Cognitive jobs, especially repetitive ones like doing calculations and applying formulas to problems, are even easier to automate than manual labor. To automate a Loan Officer’s job, for example, is as simple as creating a piece of software that receives the same information that a Loan Officer would ask for, does the same calculations that the Loan Officer would do, and outputs the same decision that the Loan Officer would have. For reasons like this, Loan Officers (among other “cognitive repetitive” workers) are being faster than any other kind of worker.

Routine Jobs

As noted above, routine jobs are by far the easiest to automate. Jobs that require the worker to follow a repetitive set of steps and procedures are extremely susceptible to being automated by algorithms.

Non-Routine Jobs

Non-routine jobs, or jobs that require workers to do things differently depending on each situation, are more difficult to automate. Simple algorithms (a+b+c=?) won’t work. For this reason, non-routine jobs have been the safest… so far.

However, new developments in Artificial Intelligence and Machine Learning are allowing computers to push into the non-routine sphere.

We can see this shift happening right now, with the advent of self-driving cars. Driving may be one of the most non-routine tasks imaginable. Conditions are constantly changing. Vehicles are zooming by at various, changing speeds, often breaking traffic rules. Pedestrians and animals can jump out into the path of your vehicle at any time. Hazards on the road can range from fixed potholes that stay in one place, to ice & snow falling at an unpredictable pace. Worse yet, driving is perhaps the most high-stakes non-routine job that there is; one mistake can lead to catastrophic results not only for the driver, but for innocent bystanders on the road.

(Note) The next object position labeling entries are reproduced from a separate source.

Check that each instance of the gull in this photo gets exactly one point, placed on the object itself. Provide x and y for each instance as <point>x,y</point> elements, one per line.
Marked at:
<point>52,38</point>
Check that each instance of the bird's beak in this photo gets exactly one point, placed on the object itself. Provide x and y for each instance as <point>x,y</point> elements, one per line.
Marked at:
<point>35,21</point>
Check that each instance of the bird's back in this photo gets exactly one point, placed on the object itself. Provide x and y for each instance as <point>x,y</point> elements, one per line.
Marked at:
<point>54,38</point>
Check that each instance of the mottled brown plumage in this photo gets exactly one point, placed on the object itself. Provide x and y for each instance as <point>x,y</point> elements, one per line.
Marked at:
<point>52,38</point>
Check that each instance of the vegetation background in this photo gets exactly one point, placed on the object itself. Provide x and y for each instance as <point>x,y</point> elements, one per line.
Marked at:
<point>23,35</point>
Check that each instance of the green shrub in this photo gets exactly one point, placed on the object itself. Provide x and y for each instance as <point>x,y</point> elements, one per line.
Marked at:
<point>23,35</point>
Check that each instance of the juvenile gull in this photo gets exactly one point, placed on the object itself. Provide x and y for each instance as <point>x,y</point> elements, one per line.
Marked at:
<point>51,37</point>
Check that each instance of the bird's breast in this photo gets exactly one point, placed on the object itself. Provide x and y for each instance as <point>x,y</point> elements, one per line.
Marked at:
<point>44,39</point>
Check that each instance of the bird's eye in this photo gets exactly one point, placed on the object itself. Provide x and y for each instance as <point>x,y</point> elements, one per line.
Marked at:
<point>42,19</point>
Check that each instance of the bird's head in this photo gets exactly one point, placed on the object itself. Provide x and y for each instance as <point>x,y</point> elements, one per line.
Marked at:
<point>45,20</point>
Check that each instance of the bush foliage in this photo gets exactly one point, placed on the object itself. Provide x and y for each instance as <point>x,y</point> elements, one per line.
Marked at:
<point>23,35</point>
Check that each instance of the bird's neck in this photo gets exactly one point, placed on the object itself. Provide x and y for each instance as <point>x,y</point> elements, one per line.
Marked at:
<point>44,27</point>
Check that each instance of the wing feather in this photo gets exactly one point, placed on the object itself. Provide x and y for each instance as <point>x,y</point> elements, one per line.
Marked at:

In spite of all of this, companies like Google, Tesla, and Uber are testing and implementing self-driving vehicles as a replacement for human taxi-drivers, truckers, and transportation professionals. If driving is already being automated today, it won’t be long before AI & Machine Learning swallow up the rest of the non-routine career opportunities.

So is it even possible to have a stable career in this crazy, changing world?

Because of this trend where automation is literally swallowing up all of the jobs, many tech leaders are calling for a fundamental change in our economy. Within the next few decades, there simply won’t be enough jobs available to support the population. Forward-thinking technologists like Elon Musk content that we must stop tying money to labor; that we must give each human a “Universal Basic Income.” Each human would get a salary just for being alive, and robots will do all the work of building things and taking care of us.

But as you might be thinking right now, this kind of “techno-utopia” is probably still a few years away. Until that time, you’d be wise to get into a career in technology. Instead of scrambling from job to job, trying to avoid being swept away in the tide of automation, you’ll be the one writing the code.

In the end, the reality is very simple. If you want a stable career, learn to code.